Los Angeles County led all counties in the nation in mortgage originations last year, according to a study.
Originations in the county reached $15.01 billion during 1994. The next- largest mortgage volume was in Cook County, Ill., with $8.15 billion. Three of the top California counties together accounted for $27.4 billion last year, according to the report by TRW REDI Property Data, Riverside, Calif.
For a metropolitan area to remain near the top in originations, it had to have a significant increase from 1993, said market analyst Nima Nattagh. For example, Sacramento County, Calif., which ranked 20th in 1993, stayed flat in 1994 and was left behind by counties where lending increased.
"The areas with the most increase in 1994 were in the (San Francisco) Bay area and in Southern California," Mr. Nattagh said. The Northridge earthquake of January 1994 spurred an increase in FHA lending in Southern California later in the year, he said.
"What's interesting is that there is no one-to-one relationship between population levels and loan activity," Mr. Nattagh said.
The New York City area, for example, is one of the most populous areas but does not appear in the top 20. Owning a home in New York City is prohibitively costly, Mr. Nattagh said, so rental activity there is more indicative of the market.

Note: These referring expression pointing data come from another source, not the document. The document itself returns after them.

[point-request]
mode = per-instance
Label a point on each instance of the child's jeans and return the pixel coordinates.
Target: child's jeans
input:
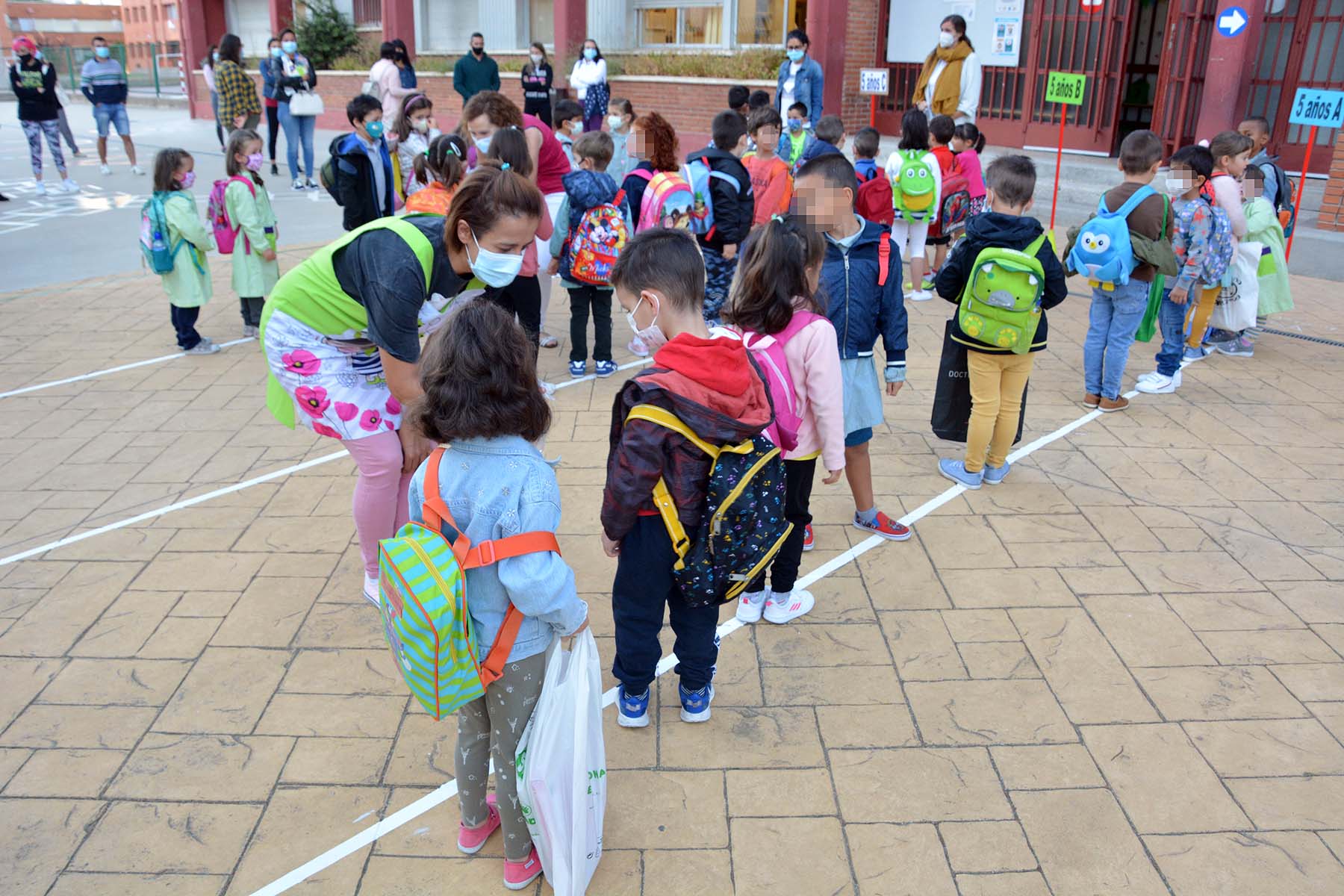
(1171, 319)
(581, 300)
(1113, 320)
(644, 586)
(998, 383)
(797, 494)
(504, 711)
(184, 321)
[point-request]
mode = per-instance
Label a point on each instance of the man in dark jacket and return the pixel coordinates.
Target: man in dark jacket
(363, 167)
(998, 375)
(476, 72)
(712, 388)
(732, 205)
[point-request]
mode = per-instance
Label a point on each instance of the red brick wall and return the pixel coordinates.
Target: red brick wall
(863, 31)
(687, 104)
(1332, 206)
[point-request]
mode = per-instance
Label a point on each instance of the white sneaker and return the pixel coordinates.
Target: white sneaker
(752, 605)
(785, 608)
(1159, 385)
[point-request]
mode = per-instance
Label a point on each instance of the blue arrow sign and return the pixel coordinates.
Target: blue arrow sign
(1231, 22)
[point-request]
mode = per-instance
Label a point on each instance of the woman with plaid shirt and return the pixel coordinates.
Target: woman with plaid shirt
(235, 87)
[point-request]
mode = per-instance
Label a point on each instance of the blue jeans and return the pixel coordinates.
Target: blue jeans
(299, 131)
(1112, 323)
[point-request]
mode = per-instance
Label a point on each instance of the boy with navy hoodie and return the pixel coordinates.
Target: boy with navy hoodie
(362, 164)
(732, 203)
(860, 281)
(707, 381)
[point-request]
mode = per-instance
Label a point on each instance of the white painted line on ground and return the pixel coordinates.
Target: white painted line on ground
(114, 370)
(448, 790)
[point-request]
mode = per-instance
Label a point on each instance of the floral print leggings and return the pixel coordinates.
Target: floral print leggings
(34, 131)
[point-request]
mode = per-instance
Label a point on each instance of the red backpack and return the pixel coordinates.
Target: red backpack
(874, 199)
(217, 213)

As has been the trend for two years, mortgage lending in counties in the West such as Maricopa, encompassing Phoenix, and Clark, which is home to Las Vegas, grew about 30% last year. Those were the biggest increases in mortgage activity among the top 20 markets.
Separately, home sales declined from January to February, despite declining interest rates, according to the National Association of Realtors.
The sales rate for existing homes dropped by 0.5%, to 3.43 million, in February. And the rate of home sales that month was down 10.8% from February 1994.
The president of NAR attributed the lower sales rates to an economic slowdown caused by increases in short-term interest rates.
"In many cases, people simply don't feel good enough about job prospects or job security to buy a home," said Edmund G. Woods Jr., NAR's president. "If you think there's a chance you might be out of work, mortgage rates can't fall low enough to convince you to buy."
The Midwest's sales decline from the January pace was greater than for any other region. Home sales were down 7.7% in the Midwest, versus a 2.7% drop in the West and a 3.6% decline in resales in the Northeast from January.
NAR predicted a total of 3.728 million sales of existing homes in 1995, which would be a decline of 5.5% from 1994.